Jordan R. Banks resides in Toronto, Ontario, Canada and has served as President, Media since September 2019. Mr. Banks is responsible for driving strategy and overseeing operations for the Company’s robust portfolio of media assets. Prior to joining Rogers, Mr. Banks was the Managing Director of Facebook and Instagram Canada from 2010 to 2017. In addition, he was the Founder and Managing Partner of Thunder Road Capital from 2008 to 2019. Mr. Banks serves as a director for the Toronto SickKids Foundation, the Canadian Children’s Literacy Foundation, and Cineplex Inc. Mr. Banks holds a B.A. from Western University and a LL.B from Osgoode Hall Law School.

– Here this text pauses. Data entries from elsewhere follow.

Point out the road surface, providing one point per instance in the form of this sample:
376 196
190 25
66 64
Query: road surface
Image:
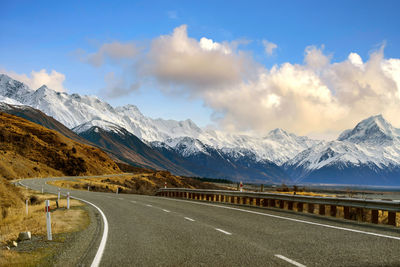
158 231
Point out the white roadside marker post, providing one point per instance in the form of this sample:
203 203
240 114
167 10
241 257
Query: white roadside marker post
68 201
48 220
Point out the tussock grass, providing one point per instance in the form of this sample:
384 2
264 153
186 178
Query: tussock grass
15 220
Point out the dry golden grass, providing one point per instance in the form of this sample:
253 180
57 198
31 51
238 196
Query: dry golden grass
30 150
147 182
16 221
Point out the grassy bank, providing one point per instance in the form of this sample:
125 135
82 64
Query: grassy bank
15 220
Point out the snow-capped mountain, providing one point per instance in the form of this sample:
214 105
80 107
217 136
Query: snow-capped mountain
361 155
74 110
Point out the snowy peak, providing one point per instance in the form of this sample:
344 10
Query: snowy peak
97 123
373 130
11 88
277 134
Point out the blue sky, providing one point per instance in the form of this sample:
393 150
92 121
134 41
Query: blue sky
40 35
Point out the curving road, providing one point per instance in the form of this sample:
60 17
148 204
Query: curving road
157 231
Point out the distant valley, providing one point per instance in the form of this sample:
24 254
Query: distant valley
367 154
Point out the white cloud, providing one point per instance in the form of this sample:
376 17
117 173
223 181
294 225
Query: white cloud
178 60
318 96
269 47
36 79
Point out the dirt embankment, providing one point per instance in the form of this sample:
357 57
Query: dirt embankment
142 181
30 150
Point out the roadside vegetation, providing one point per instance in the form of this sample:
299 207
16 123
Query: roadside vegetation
141 181
15 220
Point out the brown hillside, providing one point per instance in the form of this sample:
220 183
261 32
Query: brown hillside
30 150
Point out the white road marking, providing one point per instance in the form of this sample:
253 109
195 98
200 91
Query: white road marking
100 251
295 263
222 231
289 219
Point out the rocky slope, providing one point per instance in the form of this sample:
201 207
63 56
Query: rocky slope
30 150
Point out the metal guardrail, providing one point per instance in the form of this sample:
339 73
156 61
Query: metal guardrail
264 199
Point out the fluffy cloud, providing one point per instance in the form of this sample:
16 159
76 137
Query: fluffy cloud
36 79
117 86
318 96
178 60
269 47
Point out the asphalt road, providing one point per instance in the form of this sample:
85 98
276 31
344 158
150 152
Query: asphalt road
158 231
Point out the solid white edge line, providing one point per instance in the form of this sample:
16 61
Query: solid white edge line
290 219
295 263
102 246
99 254
222 231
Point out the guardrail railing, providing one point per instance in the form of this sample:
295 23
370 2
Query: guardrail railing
374 211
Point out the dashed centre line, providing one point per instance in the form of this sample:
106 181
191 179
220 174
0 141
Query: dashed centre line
295 263
222 231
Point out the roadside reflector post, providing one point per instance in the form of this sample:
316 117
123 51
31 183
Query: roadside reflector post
374 216
346 212
48 220
321 210
68 200
392 218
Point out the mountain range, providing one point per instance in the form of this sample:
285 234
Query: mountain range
367 154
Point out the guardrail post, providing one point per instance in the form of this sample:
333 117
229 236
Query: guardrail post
346 211
299 206
392 218
321 209
333 211
360 214
310 208
375 216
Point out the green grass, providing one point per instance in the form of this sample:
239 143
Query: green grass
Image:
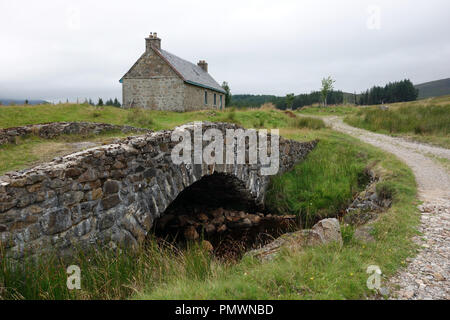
104 274
324 185
31 150
329 111
317 187
425 123
325 272
157 120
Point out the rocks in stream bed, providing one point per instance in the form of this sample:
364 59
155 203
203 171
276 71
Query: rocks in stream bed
366 206
208 223
325 231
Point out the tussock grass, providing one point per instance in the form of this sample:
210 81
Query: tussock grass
307 122
324 272
425 120
105 274
316 188
31 150
324 184
431 120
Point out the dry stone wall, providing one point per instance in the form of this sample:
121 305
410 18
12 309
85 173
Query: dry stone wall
111 195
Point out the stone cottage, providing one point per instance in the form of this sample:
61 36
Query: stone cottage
160 80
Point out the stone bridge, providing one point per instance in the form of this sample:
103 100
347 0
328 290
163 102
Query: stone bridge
112 195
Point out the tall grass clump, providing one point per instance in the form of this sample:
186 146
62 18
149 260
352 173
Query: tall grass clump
414 119
306 122
321 186
268 106
138 116
105 274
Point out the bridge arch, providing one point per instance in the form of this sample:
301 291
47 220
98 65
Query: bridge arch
112 195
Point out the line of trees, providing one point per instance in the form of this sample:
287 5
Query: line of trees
399 91
307 99
100 103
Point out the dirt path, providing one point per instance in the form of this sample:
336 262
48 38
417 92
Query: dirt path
428 275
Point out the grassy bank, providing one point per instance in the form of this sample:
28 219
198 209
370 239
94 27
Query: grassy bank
324 185
29 151
318 187
326 272
429 124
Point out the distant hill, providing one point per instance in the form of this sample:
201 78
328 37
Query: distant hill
434 88
250 100
7 102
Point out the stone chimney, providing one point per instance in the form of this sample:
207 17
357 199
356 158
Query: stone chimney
202 64
152 41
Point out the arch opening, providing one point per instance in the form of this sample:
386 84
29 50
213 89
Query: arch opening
220 210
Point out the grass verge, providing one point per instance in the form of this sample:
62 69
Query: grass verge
325 272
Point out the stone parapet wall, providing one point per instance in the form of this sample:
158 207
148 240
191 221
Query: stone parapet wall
111 195
55 129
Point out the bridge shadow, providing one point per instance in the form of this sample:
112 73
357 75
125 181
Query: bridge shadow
220 209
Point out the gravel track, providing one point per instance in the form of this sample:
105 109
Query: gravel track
427 276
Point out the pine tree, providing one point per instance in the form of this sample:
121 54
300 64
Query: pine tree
228 96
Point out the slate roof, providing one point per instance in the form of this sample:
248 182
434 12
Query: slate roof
191 73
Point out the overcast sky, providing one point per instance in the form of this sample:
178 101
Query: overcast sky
68 49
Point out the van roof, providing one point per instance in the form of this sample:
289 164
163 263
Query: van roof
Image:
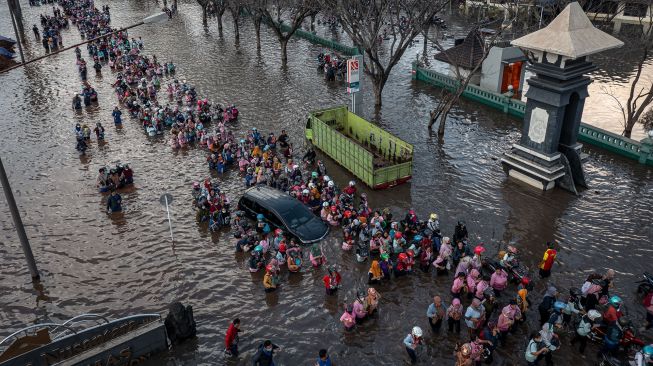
273 198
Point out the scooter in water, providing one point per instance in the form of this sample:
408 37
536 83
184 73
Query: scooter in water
629 341
516 272
645 286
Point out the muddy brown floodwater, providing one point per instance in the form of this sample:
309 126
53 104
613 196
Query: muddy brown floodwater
127 264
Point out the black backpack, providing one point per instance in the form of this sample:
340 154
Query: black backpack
546 304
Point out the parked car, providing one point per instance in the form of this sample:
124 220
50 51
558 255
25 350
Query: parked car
284 212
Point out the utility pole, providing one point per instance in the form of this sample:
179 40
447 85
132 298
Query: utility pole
18 222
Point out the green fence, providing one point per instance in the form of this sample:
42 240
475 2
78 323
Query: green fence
314 38
641 151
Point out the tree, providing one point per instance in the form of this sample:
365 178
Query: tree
235 6
205 10
368 21
462 75
220 7
640 95
255 8
295 11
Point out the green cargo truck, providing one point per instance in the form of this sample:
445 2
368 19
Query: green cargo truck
375 156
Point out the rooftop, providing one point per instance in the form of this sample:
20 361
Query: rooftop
467 54
570 34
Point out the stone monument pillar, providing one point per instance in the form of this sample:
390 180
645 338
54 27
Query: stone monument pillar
548 151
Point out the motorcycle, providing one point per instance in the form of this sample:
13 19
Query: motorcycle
645 286
516 273
629 341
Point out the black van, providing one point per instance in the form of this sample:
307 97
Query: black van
284 212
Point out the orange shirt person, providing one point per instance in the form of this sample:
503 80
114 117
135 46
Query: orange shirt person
547 261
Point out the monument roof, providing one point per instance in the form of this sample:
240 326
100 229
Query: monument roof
467 55
570 34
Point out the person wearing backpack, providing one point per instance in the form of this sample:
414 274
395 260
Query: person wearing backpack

Lisa L. Durocher resides in Toronto, Ontario, Canada and has served as Chief Digital Officer since June 2017. Ms. Durocher was previously Senior Vice President, Digital from August 2016 to June 2017. Ms. Durocher is responsible for the Company’s digital strategy, design, planning, and development for all digital platforms across consumer and enterprise. Prior to joining Rogers, Ms. Durocher was at American Express in New York City, where she held several senior leadership positions from 2002 to 2016, most recently Senior Vice President, Charge and Benefits from June 2013 to August 2016. Ms. Durocher holds an HBA degree from Wilfred Laurier University.

Jorge Fernandes resides in Toronto, Ontario, Canada and has served as Chief Technology and Information Officer since June 2018, and prior to that, as Chief Technology Officer since February 2018. Mr. Fernandes is responsible for the planning, design, engineering, implementation, and operations of the Rogers wireless and wireline networks. Prior to joining Rogers, Mr. Fernandes was Chief Technology Officer at Vodafone, U.K. from January 2015 to January 2018. Before that, Mr. Fernandes was Chief Technology Officer and a board member of Vodafone Turkey from November 2011 to December 2014 and Chief Technology Officer and a board member of Vodafone Portugal from November 2008 to October 2011. Between 2002 and 2008, Mr. Fernandes held various director-level positions within Vodafone’s operating companies in Portugal and the U.K. Mr. Fernandes holds a Licentiate degree in Economics and Business Management from Autonomous University of Lisbon and he completed the Católica Lisbon/Kellogg School of Management Advanced Management Program.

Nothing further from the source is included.